高度な技術を身に付けていた一方、その知識が企業のシステムの脆弱性を突く不正アクセスに向けられた可能性があり、男は容疑を一部否認しているものの、警視庁は攻撃の動機や他の参加者との関係性、生成AIの利用の具体的な手口について解明を進めています。
未成年と生成AIが交錯する「新たな脅威」 問われる利用者教育と企業の防御体制
「快活CLUB」の公式アプリを狙った一連の不正アクセスでは、会員情報約724万〜729万件が不正に取得された可能性が指摘されており、流出の有無や範囲について同社と捜査当局が確認を続けています。
警視庁は、生成AIが攻撃用プログラムの作成・改良に直接利用された点を重く見ており、サイバー犯罪の「敷居」を下げかねない新たなリスクとして、事案の分析結果を今後の対策立案に生かす方針だとしています。
大阪市の男子高校生は、「システムの脆弱性を見つけるのが楽しかった」と供述していると報じられており、技術探求心と違法行為の線引きの難しさも浮き彫りになりました。
セキュリティ分野のコンテスト入賞歴を持つ若年層が攻撃に関与した可能性も含め、専門性の高い知識を持つ未成年が生成AIを手軽に活用できる環境は、教育・啓発の不足によって「犯罪の温床」に転じる危うさをはらんでいると指摘する声もあります。
一方、企業側にも、APIや公式アプリの認証・監視体制の強化、異常なアクセスの早期検知、会員情報の保護体制の見直しといった課題が突き付けられています。
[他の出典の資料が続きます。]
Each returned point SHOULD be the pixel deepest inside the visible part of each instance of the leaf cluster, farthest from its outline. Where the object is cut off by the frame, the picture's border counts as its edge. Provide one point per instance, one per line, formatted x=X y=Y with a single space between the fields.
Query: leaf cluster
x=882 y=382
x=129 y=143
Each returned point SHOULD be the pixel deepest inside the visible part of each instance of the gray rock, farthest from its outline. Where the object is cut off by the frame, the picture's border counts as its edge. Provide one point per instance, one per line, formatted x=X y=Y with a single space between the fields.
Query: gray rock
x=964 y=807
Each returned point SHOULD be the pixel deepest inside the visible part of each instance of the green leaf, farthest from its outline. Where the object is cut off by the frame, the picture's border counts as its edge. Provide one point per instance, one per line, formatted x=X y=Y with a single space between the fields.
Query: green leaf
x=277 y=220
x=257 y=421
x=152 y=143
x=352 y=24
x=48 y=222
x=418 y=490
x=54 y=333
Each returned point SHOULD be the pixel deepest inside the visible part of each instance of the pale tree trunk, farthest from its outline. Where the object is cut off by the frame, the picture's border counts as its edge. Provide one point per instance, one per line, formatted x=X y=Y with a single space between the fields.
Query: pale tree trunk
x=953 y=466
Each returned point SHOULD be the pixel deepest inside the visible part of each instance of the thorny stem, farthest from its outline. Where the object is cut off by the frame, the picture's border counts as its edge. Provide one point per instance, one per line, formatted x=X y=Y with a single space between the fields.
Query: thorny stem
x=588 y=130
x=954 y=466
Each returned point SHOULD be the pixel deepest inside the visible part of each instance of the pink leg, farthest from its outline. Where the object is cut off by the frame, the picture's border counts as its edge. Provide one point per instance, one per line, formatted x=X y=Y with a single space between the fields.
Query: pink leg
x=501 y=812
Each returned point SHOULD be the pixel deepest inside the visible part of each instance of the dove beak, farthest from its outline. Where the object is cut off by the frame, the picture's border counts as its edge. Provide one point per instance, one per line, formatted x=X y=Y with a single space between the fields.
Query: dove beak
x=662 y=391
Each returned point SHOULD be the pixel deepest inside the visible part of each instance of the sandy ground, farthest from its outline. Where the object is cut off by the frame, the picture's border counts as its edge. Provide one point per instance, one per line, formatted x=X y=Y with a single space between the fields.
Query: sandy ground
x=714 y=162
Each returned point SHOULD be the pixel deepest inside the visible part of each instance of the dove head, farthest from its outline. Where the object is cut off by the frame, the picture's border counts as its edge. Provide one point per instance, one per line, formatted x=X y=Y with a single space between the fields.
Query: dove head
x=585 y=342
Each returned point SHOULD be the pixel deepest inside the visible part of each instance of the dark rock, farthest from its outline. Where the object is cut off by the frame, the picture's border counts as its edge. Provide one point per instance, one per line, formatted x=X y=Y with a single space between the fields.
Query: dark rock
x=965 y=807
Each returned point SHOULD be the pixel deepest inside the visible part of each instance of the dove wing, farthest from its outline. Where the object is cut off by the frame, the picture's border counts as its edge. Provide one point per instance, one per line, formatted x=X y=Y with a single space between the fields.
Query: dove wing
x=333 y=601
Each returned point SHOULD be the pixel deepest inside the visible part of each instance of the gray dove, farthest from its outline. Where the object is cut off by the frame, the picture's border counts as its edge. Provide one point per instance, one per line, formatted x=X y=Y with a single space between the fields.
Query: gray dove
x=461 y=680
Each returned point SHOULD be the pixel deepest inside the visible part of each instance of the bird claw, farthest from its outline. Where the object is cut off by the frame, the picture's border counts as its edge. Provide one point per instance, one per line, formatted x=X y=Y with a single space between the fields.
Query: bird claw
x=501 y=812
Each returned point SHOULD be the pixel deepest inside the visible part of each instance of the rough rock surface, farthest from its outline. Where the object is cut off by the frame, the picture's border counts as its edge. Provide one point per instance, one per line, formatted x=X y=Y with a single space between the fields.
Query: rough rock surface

不正アクセス禁止法違反や偽計業務妨害は、利用者の信頼を揺るがし、サービス停止や補償対応など、事業継続にも影響する重大なリスクであり、今回の事件は、生成AI時代におけるサイバーセキュリティ戦略の再構築を企業と社会に迫る象徴的なケースとなっています。
今回の事件を契機に、若年層のプログラミング教育の現場でも、倫理観の醸成や法令理解を含めた「責任ある技術活用」をどう教えていくかが問われています。
生成AIがもたらす利便性と、攻撃ツールとして悪用される危険性の両面を踏まえ、社会全体で適切なルールづくりとリテラシー向上を進めていけるかどうかが、今後のサイバー犯罪抑止の鍵になりそうです。